Le monde entier a célébré le dimanche 12 août2018, la journée internationale de la jeunesse. Dans une interview accordée à la presse à l’occasion de cet événement, Mme Victoire Tomégah-Dogbé, ministre chargé de la jeunesse, revient notamment sur le thème de la journée, le rôle des maisons des jeunes etc. L’entretien se termine sur un appel à la jeunesse à s’approprier les maisons des jeunes. « Elles sont dédiées à la jeunesse, elles sont la propriété de la jeunesse », a clamé Victoire Tomégah-Dogbé.

 En intégralité, l’interview!

Pourquoi les Nations Unies ont-elles instauré la journée internationale de la jeunesse?

Depuis l’année 1999, la date du 12 août a été retenue par les Nations Unies pour non seulement reconnaître le plein potentiel de la jeunesse dans le monde, mais surtout pour célébrer le rôle majeur que la jeunesse joue dans la vie et le développement des sociétés de tous les pays et surtout dans la construction de sociétés pacifiques. L’objectif poursuivi par cette célébration c’est de promouvoir la participation effective des jeunes dans la vie de nos sociétés mais surtout dans les processus de prise de décision.

Quel est le thème retenu cette année et comment le gouvernement togolais fait-il face à cette question?

Cette année, le thème retenu c’est « Des espaces sécurisés pour les jeunes ». La question qu’il faut se poser c’est: « Pourquoi des espaces sécurisés pour les jeunes? ».

 Nous le savons tous, les jeunes ont leurs préoccupations, ils ont des besoins spécifiques propres à eux; les jeunes ont du potentiel; ils ont des talents et ils ont besoin d’espaces qui leur permettent de réaliser pleinement ces potentiels et ces talents. Les jeunes ont également besoin de se retrouver entre eux pour échanger. Donc, c’est tout à fait normal qu’on puisse identifier ce thème pour inviter les pays et leurs dirigeants à accorder encore plus d’importance à la mise en place d’espaces dédiés aux jeunes.

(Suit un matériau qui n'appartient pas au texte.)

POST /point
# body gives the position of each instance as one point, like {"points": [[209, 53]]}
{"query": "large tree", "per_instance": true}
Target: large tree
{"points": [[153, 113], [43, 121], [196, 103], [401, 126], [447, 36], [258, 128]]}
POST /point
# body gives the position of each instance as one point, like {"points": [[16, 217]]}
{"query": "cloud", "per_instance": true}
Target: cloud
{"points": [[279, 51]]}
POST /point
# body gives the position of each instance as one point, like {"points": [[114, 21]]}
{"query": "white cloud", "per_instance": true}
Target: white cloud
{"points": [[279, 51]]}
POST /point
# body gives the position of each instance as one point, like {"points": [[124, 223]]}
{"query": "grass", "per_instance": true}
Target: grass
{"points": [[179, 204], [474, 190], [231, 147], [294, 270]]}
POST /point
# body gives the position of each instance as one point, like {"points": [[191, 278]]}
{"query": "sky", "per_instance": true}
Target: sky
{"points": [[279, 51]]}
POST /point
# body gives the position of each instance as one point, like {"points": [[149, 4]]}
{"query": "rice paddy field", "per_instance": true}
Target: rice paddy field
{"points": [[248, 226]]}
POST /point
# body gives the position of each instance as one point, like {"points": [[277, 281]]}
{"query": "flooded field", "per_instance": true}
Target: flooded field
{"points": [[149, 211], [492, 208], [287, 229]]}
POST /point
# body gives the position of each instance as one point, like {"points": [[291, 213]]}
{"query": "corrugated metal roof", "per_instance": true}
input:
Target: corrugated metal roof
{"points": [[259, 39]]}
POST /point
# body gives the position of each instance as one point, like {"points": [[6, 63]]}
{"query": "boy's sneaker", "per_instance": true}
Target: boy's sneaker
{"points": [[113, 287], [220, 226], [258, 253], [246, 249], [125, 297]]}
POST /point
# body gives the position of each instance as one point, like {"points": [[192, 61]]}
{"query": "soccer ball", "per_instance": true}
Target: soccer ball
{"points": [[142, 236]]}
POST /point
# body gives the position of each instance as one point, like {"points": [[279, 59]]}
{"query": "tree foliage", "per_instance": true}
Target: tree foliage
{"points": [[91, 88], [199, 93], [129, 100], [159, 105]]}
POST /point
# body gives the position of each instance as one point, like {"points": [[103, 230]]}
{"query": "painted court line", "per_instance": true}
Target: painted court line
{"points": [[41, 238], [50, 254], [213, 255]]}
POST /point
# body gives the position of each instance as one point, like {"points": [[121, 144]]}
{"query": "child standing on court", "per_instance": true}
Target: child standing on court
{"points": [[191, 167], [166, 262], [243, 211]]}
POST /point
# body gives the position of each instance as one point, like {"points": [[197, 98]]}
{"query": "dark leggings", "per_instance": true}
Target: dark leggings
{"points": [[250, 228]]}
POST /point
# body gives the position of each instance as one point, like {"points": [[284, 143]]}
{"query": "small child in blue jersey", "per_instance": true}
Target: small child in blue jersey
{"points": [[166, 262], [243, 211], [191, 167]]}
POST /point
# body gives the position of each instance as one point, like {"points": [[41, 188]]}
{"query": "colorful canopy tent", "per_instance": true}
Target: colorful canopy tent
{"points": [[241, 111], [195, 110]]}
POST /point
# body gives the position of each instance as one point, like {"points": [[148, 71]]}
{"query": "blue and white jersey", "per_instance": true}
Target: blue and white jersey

Pour notre pays, c’est un thème évocateur et qui invite les dirigeants à renforcer les stratégies de mise en place de ces espaces dédiés aux jeunes. Je peux même vous dire que depuis 2012, le gouvernement togolais à pris conscience de la nécessité de créer ces espaces pour les jeunes. Depuis 2012, il y a un vaste programme de mise en place de maisons des jeunes, de centres de jeunes. Aujourd’hui, dans notre pays, nous avons une quinzaine d’espaces dédiés aux jeunes. C’est des espaces qui offrent aux jeunes le cadre approprié pour qu’ils se retrouvent entre eux, participent à des activités éducatives, des activités liées à la citoyenneté, pour que les jeunes puissent s’épanouir pleinement et qu’ils puissent s’insérer de manière efficace à la vie socioéconomique de notre pays.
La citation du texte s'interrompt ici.